Stage 11 — Final Verification + Completion Validation
Always runs in every mode.
11.1 — Re-run Full Test Suite
Execute the test command from Stage 0. Record final counts.
11.2 — Re-run Coverage (if measured at baseline)
Execute the coverage command from Stage 0. Record final percentage.
11.3 — Re-run Lint/Typecheck (if available at baseline)
Execute lint/typecheck commands from Stage 0. Record final status.
11.4 — Completion Validation Checklist
For the selected scope mode, verify every required stage was executed and recorded in the review log. Read the review log file and check:
full mode — ALL required:
- Stage 0: Baseline recorded with test counts and coverage
- Stage 1: Two sub-agent reviews launched (code + architecture)
- Stage 2: Consolidated findings written with severity counts
- Stage 3: Fixes applied, tests re-run and passing
- Stage 4: Simplicity review completed
- Stage 5: Simplicity fixes applied, tests re-run and passing
- Stage 6: Documentation review completed
- Stage 7: Documentation fixes applied, tests re-run and passing
- Stage 8: Three security sub-agents launched (offensive, defensive, architecture)
- Stage 9: Security findings consolidated with severity counts
- Stage 10: Security fixes applied, tests re-run and passing
- Stage 11: Final verification passing
code-only mode: Stages 0, 1, 2, 3, 11security mode: Stages 0, 8, 9, 10, 11simplicity mode: Stages 0, 4, 5, 11docs mode: Stages 0, 6, 7, 11
11.5 — Success Criteria
ALL must be true for the review to PASS:
- All tests passing (0 failures)
- No unfixed Critical findings across any stage
- No unfixed High findings (unless explicitly escalated to and accepted by the user)
- All Medium findings either fixed or documented as deferred with justification
- Lint/typecheck passing (if they passed at baseline)
- Coverage not decreased from baseline (if measured at baseline)

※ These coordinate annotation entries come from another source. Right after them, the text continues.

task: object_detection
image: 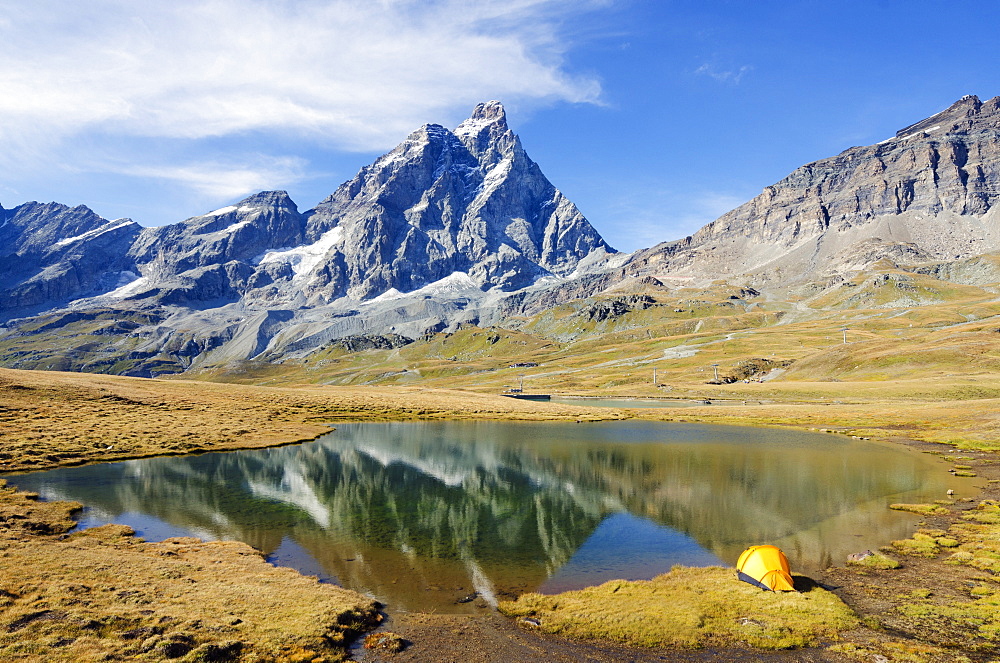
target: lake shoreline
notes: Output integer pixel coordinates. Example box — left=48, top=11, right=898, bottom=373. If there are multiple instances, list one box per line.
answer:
left=0, top=369, right=1000, bottom=662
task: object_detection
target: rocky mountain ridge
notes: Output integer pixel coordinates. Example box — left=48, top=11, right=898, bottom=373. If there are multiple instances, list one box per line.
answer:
left=0, top=101, right=616, bottom=374
left=0, top=96, right=1000, bottom=375
left=628, top=95, right=1000, bottom=287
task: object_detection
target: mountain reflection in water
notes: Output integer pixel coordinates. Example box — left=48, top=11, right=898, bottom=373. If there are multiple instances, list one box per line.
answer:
left=10, top=421, right=956, bottom=612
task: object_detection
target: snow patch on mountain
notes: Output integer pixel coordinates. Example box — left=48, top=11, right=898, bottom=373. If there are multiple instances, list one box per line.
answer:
left=54, top=219, right=132, bottom=246
left=254, top=226, right=344, bottom=280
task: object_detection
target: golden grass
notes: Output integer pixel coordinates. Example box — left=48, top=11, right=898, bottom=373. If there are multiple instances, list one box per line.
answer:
left=0, top=368, right=620, bottom=472
left=0, top=482, right=378, bottom=663
left=500, top=567, right=858, bottom=649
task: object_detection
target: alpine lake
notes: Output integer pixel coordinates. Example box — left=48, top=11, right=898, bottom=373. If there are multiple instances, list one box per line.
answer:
left=1, top=421, right=973, bottom=613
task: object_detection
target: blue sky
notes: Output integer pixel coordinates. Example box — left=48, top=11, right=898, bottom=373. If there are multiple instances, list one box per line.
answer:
left=0, top=0, right=1000, bottom=251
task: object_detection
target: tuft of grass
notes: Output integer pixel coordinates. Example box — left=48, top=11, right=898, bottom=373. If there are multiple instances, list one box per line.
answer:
left=500, top=567, right=859, bottom=649
left=0, top=482, right=379, bottom=663
left=889, top=504, right=948, bottom=516
left=892, top=532, right=944, bottom=557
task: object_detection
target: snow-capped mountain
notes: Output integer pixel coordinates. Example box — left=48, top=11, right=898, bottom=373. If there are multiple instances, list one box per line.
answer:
left=0, top=101, right=615, bottom=374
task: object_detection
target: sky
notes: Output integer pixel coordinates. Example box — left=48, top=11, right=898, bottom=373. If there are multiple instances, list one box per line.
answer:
left=0, top=0, right=1000, bottom=251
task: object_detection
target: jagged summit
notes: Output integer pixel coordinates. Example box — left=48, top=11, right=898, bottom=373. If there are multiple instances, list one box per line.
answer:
left=896, top=94, right=1000, bottom=138
left=454, top=101, right=521, bottom=168
left=0, top=101, right=614, bottom=375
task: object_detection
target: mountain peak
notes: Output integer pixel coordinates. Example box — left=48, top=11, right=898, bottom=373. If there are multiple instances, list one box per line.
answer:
left=455, top=101, right=520, bottom=168
left=469, top=100, right=507, bottom=122
left=896, top=94, right=984, bottom=138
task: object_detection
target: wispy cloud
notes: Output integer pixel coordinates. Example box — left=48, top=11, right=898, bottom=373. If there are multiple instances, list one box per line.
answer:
left=114, top=155, right=306, bottom=199
left=694, top=62, right=753, bottom=85
left=601, top=179, right=751, bottom=251
left=0, top=0, right=605, bottom=202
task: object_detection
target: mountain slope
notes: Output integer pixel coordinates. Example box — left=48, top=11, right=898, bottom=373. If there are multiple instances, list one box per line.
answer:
left=629, top=96, right=1000, bottom=285
left=0, top=202, right=141, bottom=317
left=0, top=102, right=615, bottom=375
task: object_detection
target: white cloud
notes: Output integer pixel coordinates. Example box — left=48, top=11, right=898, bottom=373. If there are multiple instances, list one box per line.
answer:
left=114, top=156, right=306, bottom=200
left=0, top=0, right=600, bottom=150
left=601, top=183, right=752, bottom=251
left=694, top=62, right=753, bottom=85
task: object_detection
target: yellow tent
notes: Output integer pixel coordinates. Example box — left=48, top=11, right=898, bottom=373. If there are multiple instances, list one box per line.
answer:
left=736, top=546, right=795, bottom=592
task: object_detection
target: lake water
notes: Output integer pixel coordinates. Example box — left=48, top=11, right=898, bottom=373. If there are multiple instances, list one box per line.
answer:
left=1, top=421, right=971, bottom=612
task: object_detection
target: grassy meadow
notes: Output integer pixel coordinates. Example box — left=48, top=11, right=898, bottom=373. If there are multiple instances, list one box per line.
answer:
left=0, top=270, right=1000, bottom=662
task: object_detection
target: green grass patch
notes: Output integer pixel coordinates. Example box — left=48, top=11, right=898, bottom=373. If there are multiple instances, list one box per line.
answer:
left=848, top=553, right=900, bottom=570
left=500, top=567, right=858, bottom=649
left=889, top=504, right=948, bottom=516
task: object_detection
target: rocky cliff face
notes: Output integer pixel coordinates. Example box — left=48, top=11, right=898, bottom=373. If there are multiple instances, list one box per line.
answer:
left=0, top=202, right=141, bottom=317
left=282, top=101, right=613, bottom=300
left=630, top=96, right=1000, bottom=283
left=0, top=101, right=614, bottom=375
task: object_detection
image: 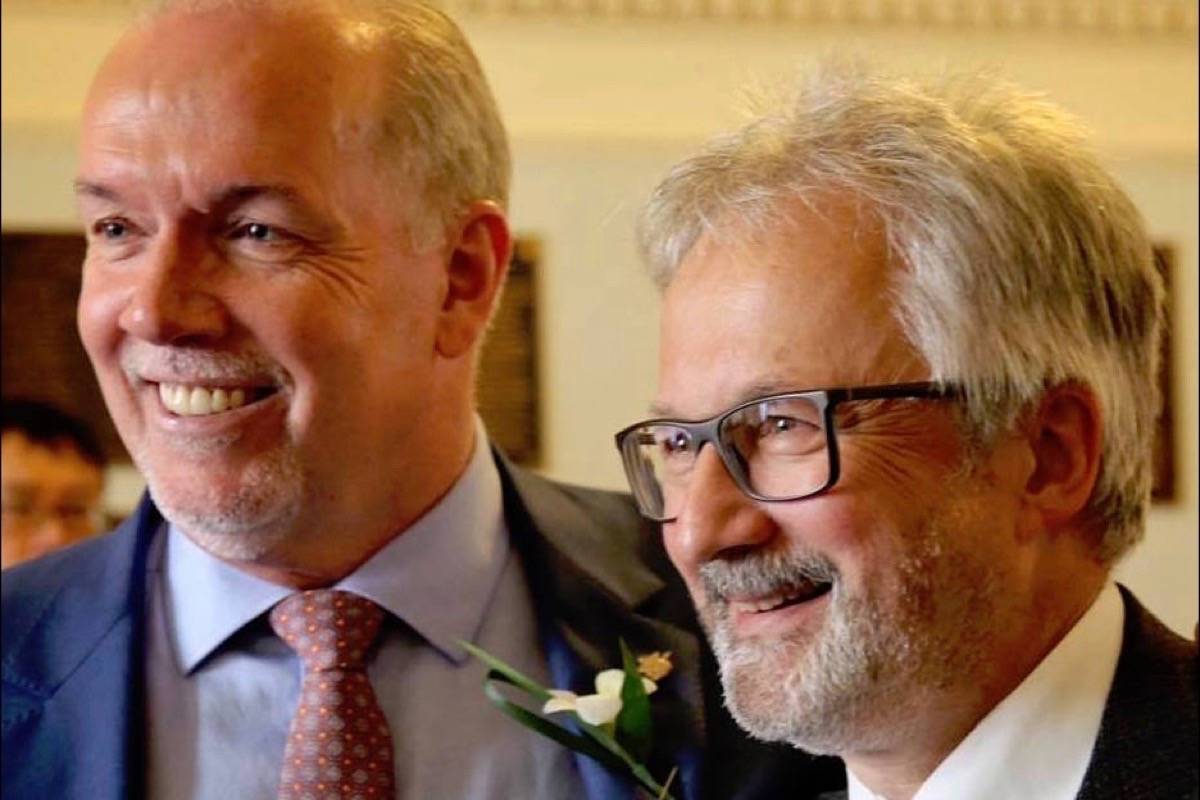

- Every stage required by the selected mode has an entry in the review log
11.6 — Write Final Summary
Write to review log:
## Stage 11 — Final Verification
### Test Results
- Baseline: [X] passing, [Y] failing → Final: [X] passing, [Y] failing
- New tests added during review: [N]
### Coverage
- Baseline: [X%] → Final: [Y%] (delta: [+/-Z%])
### Lint / Typecheck
- Baseline: [status] → Final: [status]
### Findings Summary
| Stage | Critical | High | Medium | Low | Fixed | Escalated | Deferred |
|-------|----------|------|--------|-----|-------|-----------|----------|
| Code/Arch (1-3) | ... | ... | ... | ... | ... | ... | ... |
| Simplicity (4-5) | - | - | - | - | ... | ... | ... |
| Documentation (6-7) | - | - | - | - | ... | ... | ... |
| Security (8-10) | ... | ... | ... | ... | ... | ... | ... |
| **Total** | ... | ... | ... | ... | ... | ... | ... |
### Completion Validation
- Mode: [mode]
- Stages required: [list]
- Stages completed: [list]
- Missing stages: [none / list]
### Final Status: **[PASS / FAIL]**
[If FAIL, list specific criteria not met]11.7 — Present Summary to User
You MUST display the full Stage 11 summary directly in the conversation. Do not just write to the review log — the user needs to see the results without opening the file. Present:
- The complete findings summary table (all stages, all severities, fix/escalate/defer counts)
- Test results comparison (baseline → final)
- Coverage delta (if measured)
- Completion validation status (all stages checked off or missing stages listed)
- Final PASS/FAIL status with specific unmet criteria if FAIL
- The review log file path for full details:
.claude/memory/reviews/phased-review-[date].md
If the review PASSED, confirm clearly. If it FAILED, list every unmet criterion and what the user needs to address.